This week, The Second Laird Miscellany checks in with the English Department’s own Timothy Raylor, our recently returned Milton expert (to name one of many areas of interest)! We talked to him about what he was up to during his time away from Carleton, and he delivers keen insight on the department and life in general. Check out what he has to say below!
Welcome back to Carleton! Can you tell us a little bit about what you’ve been up to during your time away? Any major moments of inspiration or headway in your research?
Thanks! It’s great to be back. What have I been up to? Well, I spent my time working on two related projects. One, a book on the seventeenth-century philosopher, Thomas Hobbes, in which I try to offer a fresh angle on his transformation from obscure country-house tutor to notorious political philosopher; the other, an edition of De corpore, in which Hobbes tries to lay the foundations of his moral and political philosophy in a general science of body. (It’s an odd book: it starts with logic, runs through metaphysics, then geometry (no, really), and concludes with physics and meteorology.) Headway? Yes, the book’s done. As for the edition, my collaborator (who’s based in London–so a lot of Skyping, and a fair bit of flying involved) and I have almost wrapped it up. We finally cleared the last of the roadblocks–sorting out the status of a manuscript draft of De corpore that had stumped us for about five years. Hobbes spent a quarter of a century writing his book; we’re hoping to finish our edition of it in slightly shorter order.
Taking a step back from the bustle of Carleton, did you find that you’d gained any new insights or perspective about the time you’ve spent here as a professor?

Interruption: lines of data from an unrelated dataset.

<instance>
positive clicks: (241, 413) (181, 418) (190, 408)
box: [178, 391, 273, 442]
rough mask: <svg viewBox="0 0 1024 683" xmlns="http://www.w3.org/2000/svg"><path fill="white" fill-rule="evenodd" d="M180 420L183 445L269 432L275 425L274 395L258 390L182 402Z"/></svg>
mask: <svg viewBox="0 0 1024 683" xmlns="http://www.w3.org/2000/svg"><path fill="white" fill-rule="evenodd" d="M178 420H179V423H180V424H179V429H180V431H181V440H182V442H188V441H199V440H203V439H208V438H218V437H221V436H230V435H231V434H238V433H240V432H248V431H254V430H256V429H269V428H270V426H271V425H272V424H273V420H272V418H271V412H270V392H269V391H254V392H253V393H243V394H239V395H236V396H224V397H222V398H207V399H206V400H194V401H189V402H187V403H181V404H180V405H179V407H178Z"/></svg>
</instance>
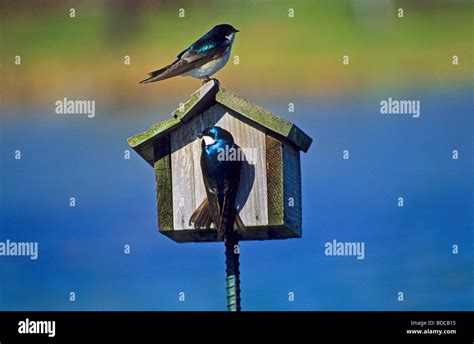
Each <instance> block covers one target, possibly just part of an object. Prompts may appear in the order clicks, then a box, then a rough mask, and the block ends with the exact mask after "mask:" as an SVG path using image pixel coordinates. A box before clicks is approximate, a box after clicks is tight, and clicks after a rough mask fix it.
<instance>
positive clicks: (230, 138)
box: [189, 126, 245, 241]
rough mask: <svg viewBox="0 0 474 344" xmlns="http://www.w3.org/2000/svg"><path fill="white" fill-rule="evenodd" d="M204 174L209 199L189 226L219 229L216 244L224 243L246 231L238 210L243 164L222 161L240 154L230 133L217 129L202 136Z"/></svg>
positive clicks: (202, 206)
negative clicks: (217, 241) (242, 232)
mask: <svg viewBox="0 0 474 344" xmlns="http://www.w3.org/2000/svg"><path fill="white" fill-rule="evenodd" d="M200 137H202V139H203V140H202V153H201V170H202V178H203V181H204V186H205V189H206V195H207V198H206V199H204V201H203V202H202V203H201V205H200V206H199V207H198V208H197V209H196V210H195V212H194V213H193V215H192V216H191V219H190V220H189V223H190V224H194V228H210V226H211V223H213V224H214V227H215V228H216V229H217V240H218V241H221V240H225V239H226V238H227V236H228V235H229V234H231V233H233V230H235V229H240V230H243V229H245V226H244V224H243V222H242V220H241V219H240V216H239V215H238V213H237V209H236V204H235V200H236V196H237V190H238V188H239V181H240V170H241V168H242V161H238V160H235V159H228V158H223V157H222V155H223V154H222V152H223V151H229V150H234V151H237V150H238V149H239V147H238V146H237V145H236V144H235V143H234V138H233V137H232V135H231V133H229V132H228V131H227V130H224V129H222V128H220V127H217V126H214V127H210V128H207V129H205V130H204V131H203V132H202V134H201V135H200Z"/></svg>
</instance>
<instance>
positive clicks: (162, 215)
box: [154, 154, 173, 231]
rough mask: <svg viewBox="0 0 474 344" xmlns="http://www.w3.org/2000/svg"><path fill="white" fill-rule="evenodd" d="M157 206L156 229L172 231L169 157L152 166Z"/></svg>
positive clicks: (171, 198)
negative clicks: (157, 227)
mask: <svg viewBox="0 0 474 344" xmlns="http://www.w3.org/2000/svg"><path fill="white" fill-rule="evenodd" d="M154 168H155V176H156V194H157V206H158V209H157V210H158V228H159V230H160V231H171V230H173V203H172V202H171V199H172V197H173V193H172V192H173V191H172V185H171V183H172V179H171V156H170V154H168V155H165V156H163V157H161V158H160V159H159V160H157V161H156V162H155V164H154Z"/></svg>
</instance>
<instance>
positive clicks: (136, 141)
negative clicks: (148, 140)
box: [127, 118, 180, 148]
mask: <svg viewBox="0 0 474 344" xmlns="http://www.w3.org/2000/svg"><path fill="white" fill-rule="evenodd" d="M179 123H180V121H179V119H176V118H170V119H168V120H166V121H163V122H161V123H158V124H155V125H153V126H152V127H151V128H150V130H147V131H145V132H143V133H140V134H137V135H135V136H132V137H130V138H129V139H128V140H127V141H128V144H129V146H130V147H132V148H136V147H138V146H140V145H142V144H144V143H145V142H146V141H148V140H150V139H151V138H157V135H160V134H161V135H163V134H164V133H165V132H166V131H168V130H169V129H171V128H173V127H175V126H177V125H178V124H179ZM161 135H160V136H161Z"/></svg>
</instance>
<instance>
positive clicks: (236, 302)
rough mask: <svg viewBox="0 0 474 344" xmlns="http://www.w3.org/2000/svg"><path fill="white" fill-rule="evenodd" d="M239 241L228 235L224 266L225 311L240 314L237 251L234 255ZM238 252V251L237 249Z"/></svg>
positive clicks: (225, 240) (226, 240) (237, 258)
mask: <svg viewBox="0 0 474 344" xmlns="http://www.w3.org/2000/svg"><path fill="white" fill-rule="evenodd" d="M238 243H239V241H238V238H237V236H236V235H228V236H227V238H226V240H225V266H226V269H225V271H226V275H227V277H226V282H227V286H226V290H227V310H228V311H229V312H240V310H241V307H240V271H239V253H240V252H239V251H237V253H235V250H236V246H235V245H238ZM237 250H238V249H237Z"/></svg>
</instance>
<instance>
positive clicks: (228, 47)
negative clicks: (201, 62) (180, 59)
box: [186, 46, 231, 79]
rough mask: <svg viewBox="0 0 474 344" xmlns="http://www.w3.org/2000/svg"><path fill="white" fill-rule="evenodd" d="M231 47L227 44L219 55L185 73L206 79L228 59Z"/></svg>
mask: <svg viewBox="0 0 474 344" xmlns="http://www.w3.org/2000/svg"><path fill="white" fill-rule="evenodd" d="M230 50H231V47H230V46H229V47H228V48H227V50H226V52H225V53H224V55H222V56H221V57H218V58H217V59H214V60H212V61H209V62H208V63H205V64H203V65H202V66H201V67H198V68H196V69H193V70H190V71H189V72H187V73H186V75H189V76H192V77H193V78H198V79H206V78H208V77H210V76H211V75H213V74H214V73H216V72H217V71H219V70H220V69H222V67H224V66H225V64H226V63H227V61H229V57H230Z"/></svg>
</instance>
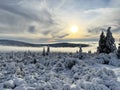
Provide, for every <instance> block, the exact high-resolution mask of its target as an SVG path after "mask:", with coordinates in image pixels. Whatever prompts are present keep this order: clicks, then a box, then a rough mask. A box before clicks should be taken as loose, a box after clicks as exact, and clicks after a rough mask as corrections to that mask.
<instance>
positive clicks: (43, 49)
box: [42, 47, 45, 56]
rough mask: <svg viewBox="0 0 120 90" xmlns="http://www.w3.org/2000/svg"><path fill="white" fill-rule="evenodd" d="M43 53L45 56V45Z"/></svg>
mask: <svg viewBox="0 0 120 90" xmlns="http://www.w3.org/2000/svg"><path fill="white" fill-rule="evenodd" d="M42 55H43V56H45V47H43V52H42Z"/></svg>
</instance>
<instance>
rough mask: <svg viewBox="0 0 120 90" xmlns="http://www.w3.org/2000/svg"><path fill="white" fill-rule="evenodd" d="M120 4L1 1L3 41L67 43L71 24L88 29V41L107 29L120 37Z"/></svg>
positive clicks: (106, 2)
mask: <svg viewBox="0 0 120 90" xmlns="http://www.w3.org/2000/svg"><path fill="white" fill-rule="evenodd" d="M119 4H120V0H69V1H68V0H0V33H1V35H2V36H1V37H0V38H8V39H9V38H10V37H11V39H16V38H17V39H18V40H19V39H25V40H27V41H30V40H31V41H32V42H34V40H35V42H40V41H50V40H53V41H54V40H55V39H59V40H60V39H61V40H65V37H67V36H68V35H69V32H68V30H67V29H68V28H69V26H70V25H72V24H77V25H78V26H80V27H84V28H85V29H87V30H88V33H87V34H86V35H89V37H88V38H90V35H93V33H97V34H98V32H99V31H101V30H103V29H104V30H105V29H106V28H107V27H108V26H112V30H113V31H114V33H116V34H117V32H119V30H120V26H119V24H120V15H119V13H120V8H119V7H120V5H119ZM81 31H82V30H81ZM83 32H84V30H83ZM28 36H29V37H28Z"/></svg>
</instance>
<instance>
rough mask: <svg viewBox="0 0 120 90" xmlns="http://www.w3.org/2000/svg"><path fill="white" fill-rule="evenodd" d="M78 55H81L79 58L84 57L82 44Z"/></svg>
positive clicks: (79, 55) (80, 55)
mask: <svg viewBox="0 0 120 90" xmlns="http://www.w3.org/2000/svg"><path fill="white" fill-rule="evenodd" d="M78 57H79V59H82V58H83V53H82V47H81V46H79V53H78Z"/></svg>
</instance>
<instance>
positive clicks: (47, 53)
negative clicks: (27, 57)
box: [46, 45, 50, 55]
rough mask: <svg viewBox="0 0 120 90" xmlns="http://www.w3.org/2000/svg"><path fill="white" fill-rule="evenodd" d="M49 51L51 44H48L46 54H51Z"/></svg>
mask: <svg viewBox="0 0 120 90" xmlns="http://www.w3.org/2000/svg"><path fill="white" fill-rule="evenodd" d="M49 53H50V47H49V45H48V46H47V52H46V55H49Z"/></svg>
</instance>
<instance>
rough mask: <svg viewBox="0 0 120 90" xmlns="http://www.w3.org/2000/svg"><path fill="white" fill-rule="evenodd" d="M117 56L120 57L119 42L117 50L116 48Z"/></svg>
mask: <svg viewBox="0 0 120 90" xmlns="http://www.w3.org/2000/svg"><path fill="white" fill-rule="evenodd" d="M117 57H118V58H119V59H120V44H119V46H118V50H117Z"/></svg>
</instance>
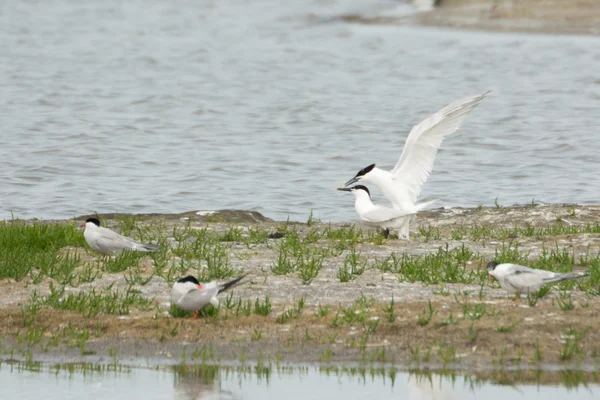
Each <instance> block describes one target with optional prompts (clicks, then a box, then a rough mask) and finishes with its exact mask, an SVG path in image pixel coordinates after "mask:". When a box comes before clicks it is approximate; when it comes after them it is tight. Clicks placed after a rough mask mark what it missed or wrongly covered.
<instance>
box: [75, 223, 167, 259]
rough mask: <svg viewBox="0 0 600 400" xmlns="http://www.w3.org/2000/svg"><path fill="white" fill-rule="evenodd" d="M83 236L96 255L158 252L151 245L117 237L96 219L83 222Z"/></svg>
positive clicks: (117, 233) (158, 246)
mask: <svg viewBox="0 0 600 400" xmlns="http://www.w3.org/2000/svg"><path fill="white" fill-rule="evenodd" d="M82 226H84V227H85V231H84V232H83V236H84V237H85V241H86V242H87V243H88V245H89V246H90V247H91V248H92V249H94V250H96V251H97V252H98V253H102V254H105V255H116V254H119V253H121V252H122V251H123V250H128V251H141V252H149V251H159V250H160V247H159V246H156V245H152V244H143V243H140V242H136V241H135V240H133V239H130V238H128V237H125V236H122V235H119V234H118V233H117V232H115V231H111V230H110V229H108V228H103V227H101V226H100V221H99V220H98V219H97V218H88V219H87V220H86V221H85V224H83V225H82Z"/></svg>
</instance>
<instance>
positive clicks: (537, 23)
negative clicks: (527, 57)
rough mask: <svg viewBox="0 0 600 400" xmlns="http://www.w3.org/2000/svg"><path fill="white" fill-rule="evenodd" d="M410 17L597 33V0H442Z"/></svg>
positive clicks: (513, 30) (562, 32) (595, 35)
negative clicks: (422, 11) (435, 6)
mask: <svg viewBox="0 0 600 400" xmlns="http://www.w3.org/2000/svg"><path fill="white" fill-rule="evenodd" d="M412 21H413V22H414V23H417V24H420V25H424V26H437V27H447V28H456V29H467V30H483V31H491V32H521V33H542V34H553V35H592V36H597V35H600V3H599V2H597V1H594V0H582V1H577V2H566V1H560V0H520V1H518V2H514V1H508V0H442V1H440V5H439V6H437V7H435V8H433V9H432V10H431V11H425V12H420V13H417V14H416V15H415V16H414V17H413V18H412Z"/></svg>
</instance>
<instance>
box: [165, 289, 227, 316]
mask: <svg viewBox="0 0 600 400" xmlns="http://www.w3.org/2000/svg"><path fill="white" fill-rule="evenodd" d="M217 293H218V290H217V288H212V289H192V290H190V291H189V292H187V293H185V294H184V295H183V296H180V297H179V298H178V299H177V300H176V301H175V304H177V306H178V307H179V308H181V309H182V310H185V311H196V310H200V309H201V308H204V307H206V306H207V305H208V304H210V299H212V298H213V297H214V296H216V295H217Z"/></svg>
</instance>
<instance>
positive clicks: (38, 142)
mask: <svg viewBox="0 0 600 400" xmlns="http://www.w3.org/2000/svg"><path fill="white" fill-rule="evenodd" d="M2 4H3V6H2V9H1V12H0V43H2V44H3V46H0V59H1V60H10V62H4V63H2V62H0V103H2V107H1V108H0V160H1V161H0V165H1V168H0V198H1V199H2V205H1V206H0V218H11V211H13V212H14V215H15V216H18V217H45V218H52V217H65V218H69V217H72V216H74V215H81V214H85V213H91V212H94V211H97V212H99V213H103V212H120V213H127V212H181V211H186V210H194V209H226V208H238V209H254V210H256V211H260V212H263V213H264V214H266V215H267V216H269V217H272V218H277V219H279V220H282V221H285V220H286V219H287V217H288V215H290V216H291V219H292V220H305V218H306V217H307V215H308V213H309V212H310V210H311V209H313V210H314V211H315V216H316V217H318V218H321V219H323V220H332V221H354V220H355V218H356V217H355V215H354V209H353V207H352V206H351V202H350V201H348V199H346V198H344V197H343V196H342V195H340V194H336V193H334V192H333V191H332V190H331V189H332V188H334V187H337V186H338V185H340V184H342V183H343V182H345V181H346V180H348V178H349V177H350V176H352V175H353V174H354V173H356V171H357V170H358V169H360V168H362V167H364V166H366V165H369V164H370V163H373V162H376V163H377V165H378V166H380V167H383V168H384V169H386V168H391V167H392V166H393V164H394V163H395V162H396V160H397V159H398V157H399V155H400V152H401V151H402V146H403V143H404V139H405V137H406V135H407V133H408V132H409V130H410V128H411V127H412V126H413V125H414V124H416V123H418V122H420V121H421V120H422V119H423V118H424V117H425V116H426V115H428V114H429V113H431V112H434V111H437V110H438V109H440V108H441V107H442V106H443V105H444V104H447V103H449V102H451V101H453V100H455V99H457V98H460V97H463V96H466V95H469V94H473V93H479V92H481V91H483V90H486V89H493V93H492V94H491V95H490V96H489V98H486V100H485V102H484V103H482V104H481V105H480V106H479V107H478V108H477V110H475V112H473V115H471V116H469V118H468V120H467V121H466V123H465V125H464V126H463V128H462V129H461V130H460V132H459V133H458V134H456V135H453V136H452V137H449V138H448V139H447V140H444V143H443V145H442V148H441V151H440V154H439V155H438V157H437V159H436V162H435V167H434V171H433V174H432V175H431V177H430V178H429V180H428V182H427V183H426V184H425V186H424V188H423V194H422V197H423V198H426V197H437V198H440V201H439V202H438V203H437V204H436V207H441V206H452V205H459V206H477V205H478V204H480V203H481V204H484V205H491V204H493V200H494V198H496V197H498V200H499V202H500V203H501V204H505V205H508V204H513V203H517V202H518V203H521V204H523V203H529V202H530V201H531V199H532V198H535V200H536V201H540V200H543V201H546V202H567V201H573V202H578V203H583V204H586V203H587V204H590V203H592V204H595V203H597V201H598V196H597V185H595V184H593V183H595V182H597V168H596V164H597V162H596V160H597V152H598V151H597V149H598V146H597V134H596V132H595V131H594V127H597V126H600V113H598V99H599V98H600V83H599V81H598V69H597V68H592V67H591V66H594V65H598V63H599V61H600V52H599V50H598V49H600V38H598V37H593V36H590V37H585V36H574V35H572V36H560V35H556V36H555V35H548V36H542V35H528V34H511V33H485V32H475V31H458V30H441V29H432V28H423V27H416V26H410V25H408V26H407V25H401V24H400V25H383V26H382V25H377V24H360V23H344V22H343V21H357V20H359V19H360V17H367V18H371V17H373V16H374V15H375V16H377V15H381V16H388V15H390V14H392V15H394V14H397V13H399V12H402V10H404V9H405V8H406V5H405V4H403V3H402V2H399V1H394V0H343V1H341V0H328V1H314V0H308V1H273V0H252V1H217V0H205V1H174V2H172V1H156V0H155V1H151V0H150V1H143V2H142V1H139V0H128V1H125V2H124V1H116V0H88V1H85V2H77V6H74V2H73V1H69V0H54V1H51V2H23V1H8V2H3V3H2ZM140 9H143V13H140ZM240 16H243V21H240ZM74 38H76V40H74ZM557 188H561V190H556V189H557ZM372 194H373V196H374V197H375V198H374V200H375V202H380V201H383V199H382V196H381V194H380V193H379V191H375V190H374V191H373V192H372Z"/></svg>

Not so much a new as a renewed insight: The intensity of students and faculty in Carleton’s English Department, together with their congeniality and intellectual generosity, is extraordinary.
While you were gone, did you miss any particular aspects of life on campus?
Second Laird! I love the atmosphere up here and missed seeing students chatting in the big chairs or lying on the benches reading; missed talking with colleagues in the office and corridor; missed the peals of laughter from 211, the occasional burst of applause from 212. Second Laird’s a wonderful place to work; an impossible place in which to get any work done.
Now that you’ve returned, are there certain areas of your time here that you’re interested in approaching differently? What’s it like returning to classes now that you’ve had such a break from them?
Talk less and ask more questions. (Cumulative Grade: D-)
Are there any changes on campus or in the department that have surprised you since being back?
I’ve noticed that I am no longer chair. And it’s delightful to be back down in the engine room shoveling coal, knowing Nancy’s at the helm. (An excellent chair: she sets a clear course and keeps us all happily steaming along it.)
For those of us who’ve been stuck in the Carleton bubble, do you have any stand-out stories from your time in the “real world” you’d care to share with us?
I’d like to share with you a nugget of wisdom, which has been the source of many of my most interesting experiences in said “real world.” It was given to me by a retired intelligence officer by whom, as a young graduate, I was interviewed for a friend’s security clearance. At the end of the meeting, having decided that my friend wasn’t a blackmail risk (he was right, she wasn’t) the interviewer asked if he could offer me a bit of advice–something he’d learned from many years of travel and work in different parts of the globe. “Wherever you are,” he said, “always go two streets up.”